Regression, Classification, and Clustering with Scikit-learn

1.13. Regression, Classification, and Clustering with Scikit-learn#

1200px-Scikit_learn_logo_small.svg.png

Today, we are going to introduce three pillars of statistical modeling:

Regression, which learns the relationship between continuous inputs (or predictors/features) and outputs (or predictands/targets), and
Clustering, which groups objects in similar clusters.
Classification, which learns which of a set of classes a new sample belongs to.

For all these tasks, we will use an easy-to-use and versatile Python library for statistical learning: scikit-learn.

1.13.1. Linear Regression#

Linear regression is arguably the simplest regression model.

Assuming you have some measurements $y $ of how one physical property depends on another physical property $x $, a linear regression predicts $w*x+b $, where $w $ is the slope and $b $ is the intercept.

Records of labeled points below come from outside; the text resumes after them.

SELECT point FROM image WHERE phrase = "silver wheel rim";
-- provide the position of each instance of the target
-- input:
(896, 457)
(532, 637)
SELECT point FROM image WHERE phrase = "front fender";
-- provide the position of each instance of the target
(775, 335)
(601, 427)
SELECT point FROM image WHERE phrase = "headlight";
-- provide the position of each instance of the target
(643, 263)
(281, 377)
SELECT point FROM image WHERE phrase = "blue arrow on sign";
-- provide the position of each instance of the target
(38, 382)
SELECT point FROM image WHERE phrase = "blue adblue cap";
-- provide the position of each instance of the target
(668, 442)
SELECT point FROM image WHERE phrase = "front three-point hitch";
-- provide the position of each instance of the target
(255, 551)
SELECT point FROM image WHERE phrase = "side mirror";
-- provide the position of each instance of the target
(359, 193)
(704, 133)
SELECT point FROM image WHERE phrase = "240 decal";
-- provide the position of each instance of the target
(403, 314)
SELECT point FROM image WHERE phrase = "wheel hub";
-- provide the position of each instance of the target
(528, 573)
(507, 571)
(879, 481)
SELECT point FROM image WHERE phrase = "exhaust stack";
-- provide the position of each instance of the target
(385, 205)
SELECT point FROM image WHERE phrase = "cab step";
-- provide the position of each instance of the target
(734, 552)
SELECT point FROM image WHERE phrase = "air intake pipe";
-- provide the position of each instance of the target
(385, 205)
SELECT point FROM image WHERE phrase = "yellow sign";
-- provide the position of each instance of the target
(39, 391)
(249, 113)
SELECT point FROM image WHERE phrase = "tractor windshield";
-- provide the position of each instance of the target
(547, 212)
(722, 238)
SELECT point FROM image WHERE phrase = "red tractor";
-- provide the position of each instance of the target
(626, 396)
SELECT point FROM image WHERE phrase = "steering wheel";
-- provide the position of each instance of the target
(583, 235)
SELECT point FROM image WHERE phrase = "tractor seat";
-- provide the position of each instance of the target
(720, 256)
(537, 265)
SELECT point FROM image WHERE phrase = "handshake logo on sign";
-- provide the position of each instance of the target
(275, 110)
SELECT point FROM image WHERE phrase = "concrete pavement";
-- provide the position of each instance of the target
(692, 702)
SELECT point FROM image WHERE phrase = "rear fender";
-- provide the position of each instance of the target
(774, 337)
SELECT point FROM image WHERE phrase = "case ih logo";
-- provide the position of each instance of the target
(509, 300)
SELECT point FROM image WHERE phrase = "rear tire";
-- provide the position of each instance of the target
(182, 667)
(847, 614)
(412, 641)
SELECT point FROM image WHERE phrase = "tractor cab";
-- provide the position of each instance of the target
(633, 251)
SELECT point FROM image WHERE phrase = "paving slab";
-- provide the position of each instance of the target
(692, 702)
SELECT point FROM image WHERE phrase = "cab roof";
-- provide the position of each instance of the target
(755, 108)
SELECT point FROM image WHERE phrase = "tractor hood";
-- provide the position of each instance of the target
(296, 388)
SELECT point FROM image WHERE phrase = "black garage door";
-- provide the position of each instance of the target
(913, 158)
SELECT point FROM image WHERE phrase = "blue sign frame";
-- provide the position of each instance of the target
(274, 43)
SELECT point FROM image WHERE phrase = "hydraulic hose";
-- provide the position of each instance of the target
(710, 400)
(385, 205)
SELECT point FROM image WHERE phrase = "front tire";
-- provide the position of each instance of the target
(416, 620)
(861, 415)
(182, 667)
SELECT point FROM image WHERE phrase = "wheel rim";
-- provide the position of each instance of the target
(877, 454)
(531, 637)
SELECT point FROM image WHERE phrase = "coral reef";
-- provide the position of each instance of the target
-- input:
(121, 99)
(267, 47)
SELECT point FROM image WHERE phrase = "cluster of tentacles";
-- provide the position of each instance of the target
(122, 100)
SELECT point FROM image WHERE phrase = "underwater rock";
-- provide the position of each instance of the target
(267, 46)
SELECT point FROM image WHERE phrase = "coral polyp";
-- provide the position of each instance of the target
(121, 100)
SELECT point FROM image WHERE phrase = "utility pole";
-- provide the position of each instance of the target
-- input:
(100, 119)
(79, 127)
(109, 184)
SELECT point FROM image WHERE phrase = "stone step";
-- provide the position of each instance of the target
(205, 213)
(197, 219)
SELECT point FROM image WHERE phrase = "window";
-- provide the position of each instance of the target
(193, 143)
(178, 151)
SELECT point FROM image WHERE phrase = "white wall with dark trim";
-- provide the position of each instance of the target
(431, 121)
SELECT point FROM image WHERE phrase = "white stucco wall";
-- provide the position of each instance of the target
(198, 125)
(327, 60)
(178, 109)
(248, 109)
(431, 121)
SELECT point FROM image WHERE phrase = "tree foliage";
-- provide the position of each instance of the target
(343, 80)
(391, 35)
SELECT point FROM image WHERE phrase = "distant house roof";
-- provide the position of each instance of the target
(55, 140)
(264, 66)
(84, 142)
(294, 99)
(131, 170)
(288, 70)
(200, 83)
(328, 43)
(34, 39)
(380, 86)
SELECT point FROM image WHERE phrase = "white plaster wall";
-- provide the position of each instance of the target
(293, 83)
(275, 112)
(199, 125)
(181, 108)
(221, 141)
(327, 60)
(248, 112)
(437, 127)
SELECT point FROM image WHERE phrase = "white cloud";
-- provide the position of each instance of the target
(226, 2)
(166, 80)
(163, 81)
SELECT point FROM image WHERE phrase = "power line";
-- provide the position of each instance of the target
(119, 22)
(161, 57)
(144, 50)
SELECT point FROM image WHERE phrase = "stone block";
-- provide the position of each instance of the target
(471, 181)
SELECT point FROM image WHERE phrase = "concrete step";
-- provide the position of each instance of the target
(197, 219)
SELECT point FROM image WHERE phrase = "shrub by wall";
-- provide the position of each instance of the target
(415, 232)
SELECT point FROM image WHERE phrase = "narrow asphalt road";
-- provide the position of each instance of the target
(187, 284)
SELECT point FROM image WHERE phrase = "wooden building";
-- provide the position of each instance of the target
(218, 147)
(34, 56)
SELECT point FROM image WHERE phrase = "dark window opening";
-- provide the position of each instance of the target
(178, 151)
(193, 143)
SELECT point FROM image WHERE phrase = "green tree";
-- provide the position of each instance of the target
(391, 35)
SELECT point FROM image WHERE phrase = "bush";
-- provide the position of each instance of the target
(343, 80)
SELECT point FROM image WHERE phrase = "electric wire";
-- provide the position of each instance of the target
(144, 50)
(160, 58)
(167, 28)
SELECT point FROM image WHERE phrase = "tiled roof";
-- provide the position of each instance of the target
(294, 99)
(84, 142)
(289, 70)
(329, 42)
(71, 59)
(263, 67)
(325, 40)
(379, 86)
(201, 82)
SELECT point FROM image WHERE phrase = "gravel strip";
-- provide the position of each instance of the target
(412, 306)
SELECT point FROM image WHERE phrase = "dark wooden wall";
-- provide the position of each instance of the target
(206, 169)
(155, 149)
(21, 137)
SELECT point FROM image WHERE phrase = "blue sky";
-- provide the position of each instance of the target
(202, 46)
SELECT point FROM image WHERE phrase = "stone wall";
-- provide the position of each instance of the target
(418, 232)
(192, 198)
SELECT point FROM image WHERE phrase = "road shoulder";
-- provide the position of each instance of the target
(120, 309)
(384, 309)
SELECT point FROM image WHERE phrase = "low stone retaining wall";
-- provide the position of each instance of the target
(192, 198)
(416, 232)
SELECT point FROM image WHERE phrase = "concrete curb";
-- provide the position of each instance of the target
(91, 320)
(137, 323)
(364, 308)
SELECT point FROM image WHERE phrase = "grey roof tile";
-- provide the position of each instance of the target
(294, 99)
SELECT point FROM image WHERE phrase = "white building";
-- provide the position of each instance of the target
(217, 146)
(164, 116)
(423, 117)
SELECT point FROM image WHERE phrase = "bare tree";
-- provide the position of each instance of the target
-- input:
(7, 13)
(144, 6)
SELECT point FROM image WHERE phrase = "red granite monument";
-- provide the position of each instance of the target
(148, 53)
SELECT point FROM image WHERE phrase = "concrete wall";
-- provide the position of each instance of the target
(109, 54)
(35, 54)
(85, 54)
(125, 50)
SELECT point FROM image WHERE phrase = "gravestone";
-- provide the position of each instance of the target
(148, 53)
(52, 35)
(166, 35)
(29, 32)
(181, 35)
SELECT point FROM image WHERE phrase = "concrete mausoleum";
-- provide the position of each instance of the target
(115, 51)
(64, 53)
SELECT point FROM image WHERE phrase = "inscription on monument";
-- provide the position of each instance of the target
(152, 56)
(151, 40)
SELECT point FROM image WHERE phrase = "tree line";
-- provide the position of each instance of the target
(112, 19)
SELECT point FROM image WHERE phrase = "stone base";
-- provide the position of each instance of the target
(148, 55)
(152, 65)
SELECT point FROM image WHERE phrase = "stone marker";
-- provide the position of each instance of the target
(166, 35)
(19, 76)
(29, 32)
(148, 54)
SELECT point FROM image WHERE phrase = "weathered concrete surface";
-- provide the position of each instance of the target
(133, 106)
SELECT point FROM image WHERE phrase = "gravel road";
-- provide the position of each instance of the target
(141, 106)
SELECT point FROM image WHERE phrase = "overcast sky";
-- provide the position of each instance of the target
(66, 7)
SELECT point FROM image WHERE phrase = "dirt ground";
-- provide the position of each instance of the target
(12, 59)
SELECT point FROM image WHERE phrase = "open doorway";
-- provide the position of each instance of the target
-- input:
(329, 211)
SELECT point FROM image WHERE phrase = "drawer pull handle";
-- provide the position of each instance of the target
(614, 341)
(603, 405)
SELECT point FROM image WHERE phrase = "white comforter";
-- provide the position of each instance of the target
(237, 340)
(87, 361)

You can optimize $a $ and $b $ based on the data you collected using the fit method of the linear regression object.

Reference:

Machine Learning Foundations and Practice (CS345_Colorado State University)

First, let’s import the required libraries:

import numpy as np
from numpy.random import default_rng
import matplotlib.pyplot as plt
import pooch
import urllib.request

---------------------------------------------------------------------------
ModuleNotFoundError                       Traceback (most recent call last)
Cell In[1], line 4
      2 from numpy.random import default_rng
      3 import matplotlib.pyplot as plt
----> 4 import pooch
      5 import urllib.request

ModuleNotFoundError: No module named 'pooch'

and create fake data to play with:

seed = 40001
rng = default_rng(seed)
x = 10*rng.random(50)
y = 2 * x - 5 + rng.standard_normal(50)*2.5

We just created 50 random data points in a vector ($x$), and assumed that $x$ is related to another vector $y$ via the following equation: $y = 2x-5$

To mimic real observations, we add some normally-distributed noise (of magnitude 2.5) so that these “observations” do not exactly follow the equation.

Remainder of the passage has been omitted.